Welcome to an entirely new AU Clique-verse. This story takes place in the fictional town of Westchester, Texas, which is about an hour outside of Houston, Texas. This Texan Massie is a green-eyed beauty and has a russet-furred boxer named Bean as opposed to a little black pug.
Ignore your qualms. Come read and review.
(This is a repost of a story I originally wrote in July of 2009, but modified and expanded upon for maximum quality.)
The moon wasn't quite high enough in the sky yet, and the sun hadn't fully set. The heavens were a shade of blue that sixteen-year-old Massie Block could never quite find in real life. Stars had not completely peppered the sky yet, but she could spot a few. Any structure that pressed against the scenic twilight had been shadowed black by the disappearing sun.
It was nice to know that this time of day looked the same in White Plains, New York as it did back home.
"A Coca-Cola, as per your request, Miss Block," Skye Hamilton's raspy, Miley Cyrus-esque voice teased. Massie lifted her emerald green eyes to Skye's Tiffany blue gaze and gladly took the Coke. It came, as Massie disappointedly noticed, in a plastic bottle with a plastic cap, not the glass-bottled kind she knew well.
"So," Skye began as she lowered herself into a padded lawn chair, clad in a teal Snuggie. "What brings you to White Plains, Massie?"
"You know that," Massie sighed, rolling her bright eyes. "Your dad hired my dad and it required us to pack up and move out here."
"No, silly," Skye sighed, a bit exasperated. "What's your story?"
"My story?" Massie repeated, her carefully plucked brows scrunching together in confusion.
"It's in your eyes, Massie. I know just as well as you do that you do not want to be here."

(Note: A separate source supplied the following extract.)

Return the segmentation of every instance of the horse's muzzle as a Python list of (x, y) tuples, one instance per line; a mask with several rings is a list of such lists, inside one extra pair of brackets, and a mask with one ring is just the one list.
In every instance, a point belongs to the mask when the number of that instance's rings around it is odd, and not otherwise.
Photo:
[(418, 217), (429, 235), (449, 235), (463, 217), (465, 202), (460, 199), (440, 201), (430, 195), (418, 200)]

"Of course I want to be here, Skye! I haven't seen you since I was ten!"
Skye slammed down her Coke—diet, of course. "What's his name?"
Massie gave her old friend a small smile and pulled her down-filled Abercrombie jacket tighter around her shoulders.
"It's not a getting away story, but a wanting-to-come-back story. And it starts on cul-de-sac on Carolayne Drive in Westchester, Texas when I dumped mud down Derrick Harrington's best pair of shorts when I found out that he was trying to kiss Olivia Ryan in the bushes."
Massie paused, reached into the pocket of her teeny-tiny blue and white plaid shorts and pulled out a real Coke bottle cap—the red metal kind with loopy white script on the top. The kind you had to pull off with a bottle opener, therefore causing a small dent in the little piece of metal. Skye carefully plucked it out of Massie's tanned fingers.
"We had gotten 'married' the week before: he liked me, I liked him, our moms were book club buddies, blah blah blah. But the moment I found out that there was another girl in the picture, I ditched him, and we've been worst enemies ever since. When there were carnivals at the local elementary schools, he wouldn't just crack confetti eggs on my head; he'd throw the shards at me and cut up my legs and arms. When we played Capture the Flag at recess, I wouldn't just snatch the flag from him, I'd tackle him and pummel his face into the dirt. We were in a fierce competition and we didn't even know why.
"I think the worst was when he found out that Chris Plovert—you saw him on Facebook, right?—and I started going out in 8th grade. He asked me out over Gmail. It wasn't the classiest way to do it, but I was positively ecstatic. Derrick, however…"
Massie turned toward the light and flipped her side bangs (she'd kept them even though Dylan Marvil had proclaimed them as "so 2007") away from her upper forehead. A jagged, one-inch scar rested near her hairline.
"He said it was an accident, but it's kind of hard to 'accidentally' hit somebody in the face with a badminton racket. I forgave him in time. Well, actually, I think I hit him in the nose with my locker door. Anyway, Chris never did. And he never will.
"The story ends at a Save the Waves benefit I held in the Westin Galleria ballroom in Houston, Texas. It was something stupid I had to do for National Charity League, but everyone loves an excuse to get into the society pages in Paper City instead of just a little write-up in the Houston Chronicle. Chris told me something that he was sworn to secrecy on, but I can never quite keep a secret. I went and spilled my merlot all over Derrick's good dress pants and told him that we needed to talk, and we needed to talk now."
"Well?" Skye prompted Massie. "What was the secret? And what did Derrick say?"
Massie held out her palm. Skye dropped the bottle cap back into her waiting hands.
"I suppose there's a little more you should know about my story before we go into that. You see, Westchester, Texas may only have three thousand people living within its limits, but we're just as dramatic as any private school in Houston or White Plains. After all, we're in closer confines than y'all are."